Hoje é Domingo. Lá fora a chuva cai cada vez com mais intensidade. Resta-me escrevinhar estes episódios em forma de partilha alentejana com quem me lê, mas acima de tudo, de deixar aqui (especialmente aos meus) e quem sabe se a quem ainda não nasceu pistas suficientes para que possa desenrolar o novelo dessa caminhada que é a vida, da qual só sabemos para onde vamos, se soubermos de onde vimos.
5 Comments:
Não sabia que havia abetardas em território português. Pensei que só na estremedura vizinha...
Pois é, amigo, a chuva também me lixou o conta-Km. No próximo são 3 dias com o feriado, mas como tenho campeonato distrital de patinagem do meu rapaz do meio, vou estar pendurado outra vez...
Napoleão vivi a dua descrição como se os tivesse acompanhado. Os nosso meio século de vida com mais uns pózinhos começa a ver a estrada de outra forma...
Não me digas que não passaste pelo Val da Roça e pelo Chaparro dos Pernas?
É o caminho mais rectilineo da Corte Cobres para Entradas e com maior diversidade paisagística.
Ainda bem que choveu. O que perdeste de atleta recuperaste em escritor.
Ficou um enigma; quem eram os outros dois ocupantes da TT?
Um abraço.
muito boa a perspectiva na primeira foto.
delicioso o álbum de rodrigo leão.
recomendo a faixa 7 do álbum Alma Mater.

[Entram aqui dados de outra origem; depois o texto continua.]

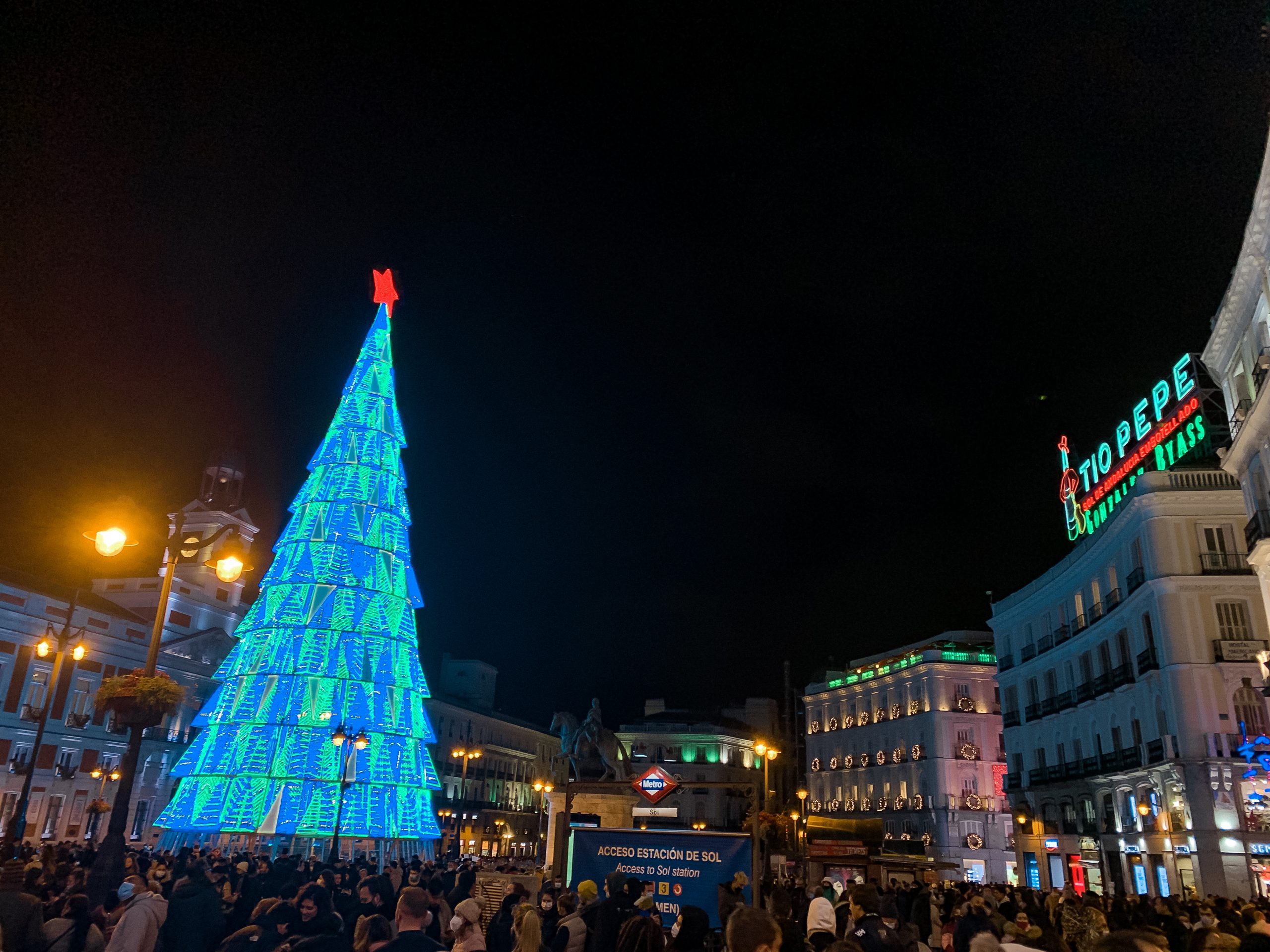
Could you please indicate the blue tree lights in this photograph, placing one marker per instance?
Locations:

Pásion
Bem aja!
O texto só "peca" por demasiado extenso. Se fizesses um livro seleccionando os teus melhores blogs dava cá um calhamaço de aventuras que só visto.
Um abraço
P.S. - estou à espera do teu próximo blog para eu "atacar" se fôr caso disso, é claro
Olá
Eu tenho duas casas em Vale De Camelos! Vou lá bastante frequentemente em ferias. O meu Avô nasceu lá, bem como os seus ascendentes.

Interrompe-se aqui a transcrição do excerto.